Márcio Leite

Personal information
- Full name: Márcio Leite
- Date of birth: August 5, 1984 (age 41)
- Place of birth: Aracaju, Brazil
- Height: 6 ft 0 in (1.83 m)
- Position: Defender / Midfielder

Team information
- Current team: Milwaukee Wave
- Number: 77

Senior career*
- Years: Team / Apps / (Gls)
- 2006–: Milwaukee Wave (indoor) / 241 / (171)
- 2007: → Carolina RailHawks (loan) / 12 / (0)
- 2009: Croatian Eagles
- 2021: → San Diego Sockers (loan; indoor) / 9 / (0)

= Marcio Leite =

Brazilian footballer

Márcio Leite (born August 5, 1984, in Aracaju) is a Brazilian soccer player who currently plays for the Milwaukee Wave of the MASL in the United States.

Leite signed with the Milwaukee Wave of the then Major Indoor Soccer League in the fall of 2006. In the summer of 2007, the Wave sent him on loan with the expansion Carolina RailHawks of the USL First Division.
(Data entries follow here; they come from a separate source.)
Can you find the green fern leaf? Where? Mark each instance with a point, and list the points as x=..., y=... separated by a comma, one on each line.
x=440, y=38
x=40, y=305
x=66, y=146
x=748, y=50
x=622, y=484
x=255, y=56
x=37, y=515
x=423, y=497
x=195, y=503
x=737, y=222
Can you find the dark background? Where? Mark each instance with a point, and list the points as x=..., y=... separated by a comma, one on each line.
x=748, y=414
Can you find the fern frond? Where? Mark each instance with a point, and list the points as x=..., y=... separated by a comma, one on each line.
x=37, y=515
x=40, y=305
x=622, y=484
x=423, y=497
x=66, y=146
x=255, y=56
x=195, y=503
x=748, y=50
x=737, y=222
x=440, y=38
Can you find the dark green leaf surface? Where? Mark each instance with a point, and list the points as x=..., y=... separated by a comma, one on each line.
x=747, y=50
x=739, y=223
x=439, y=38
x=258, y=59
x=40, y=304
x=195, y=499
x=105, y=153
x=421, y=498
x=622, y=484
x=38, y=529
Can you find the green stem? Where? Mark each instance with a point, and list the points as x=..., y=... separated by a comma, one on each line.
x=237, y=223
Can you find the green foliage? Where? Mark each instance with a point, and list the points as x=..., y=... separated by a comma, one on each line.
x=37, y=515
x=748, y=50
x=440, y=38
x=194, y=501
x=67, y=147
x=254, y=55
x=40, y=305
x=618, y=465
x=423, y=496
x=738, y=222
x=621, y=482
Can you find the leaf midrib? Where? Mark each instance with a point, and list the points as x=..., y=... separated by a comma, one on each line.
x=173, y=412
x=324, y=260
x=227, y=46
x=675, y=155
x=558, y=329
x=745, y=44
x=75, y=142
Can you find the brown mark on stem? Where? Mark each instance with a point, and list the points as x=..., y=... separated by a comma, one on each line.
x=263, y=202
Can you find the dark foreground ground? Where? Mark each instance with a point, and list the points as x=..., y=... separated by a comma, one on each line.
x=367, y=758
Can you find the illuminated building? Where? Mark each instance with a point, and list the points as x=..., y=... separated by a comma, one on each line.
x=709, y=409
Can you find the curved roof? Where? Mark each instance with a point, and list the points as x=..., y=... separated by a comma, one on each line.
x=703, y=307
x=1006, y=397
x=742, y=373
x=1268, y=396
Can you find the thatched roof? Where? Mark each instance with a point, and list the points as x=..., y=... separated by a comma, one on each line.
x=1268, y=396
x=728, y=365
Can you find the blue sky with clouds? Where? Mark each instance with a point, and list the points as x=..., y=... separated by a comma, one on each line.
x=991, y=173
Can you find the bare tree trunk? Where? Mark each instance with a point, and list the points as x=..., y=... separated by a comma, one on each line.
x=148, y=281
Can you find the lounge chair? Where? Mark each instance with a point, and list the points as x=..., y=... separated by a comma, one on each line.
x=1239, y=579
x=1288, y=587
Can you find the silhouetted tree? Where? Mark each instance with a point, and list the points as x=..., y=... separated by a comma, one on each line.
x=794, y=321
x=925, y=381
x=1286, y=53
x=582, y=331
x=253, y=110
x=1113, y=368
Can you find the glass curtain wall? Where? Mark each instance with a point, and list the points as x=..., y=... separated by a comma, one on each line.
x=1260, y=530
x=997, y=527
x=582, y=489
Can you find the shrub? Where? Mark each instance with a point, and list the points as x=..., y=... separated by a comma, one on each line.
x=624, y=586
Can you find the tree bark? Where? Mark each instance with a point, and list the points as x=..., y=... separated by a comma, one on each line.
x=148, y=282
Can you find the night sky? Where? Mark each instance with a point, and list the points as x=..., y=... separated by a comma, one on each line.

He played twelve games with the RailHawks and returned to Milwaukee for the 2007–2008 season. In the fall of 2008, the Wave moved to the newly created Xtreme Soccer League. However, Leite suffered a season ending torn anterior cruciate ligament in his left knee in the first pre-season game. He then spent the winter in rehabilitation and working as a coach. Leite was injured again with the same injury while playing for the Croatian Eagles Soccer Club in the annual Labor Day Croatian-North American Soccer Tournament in Cleveland, Ohio in September 2009.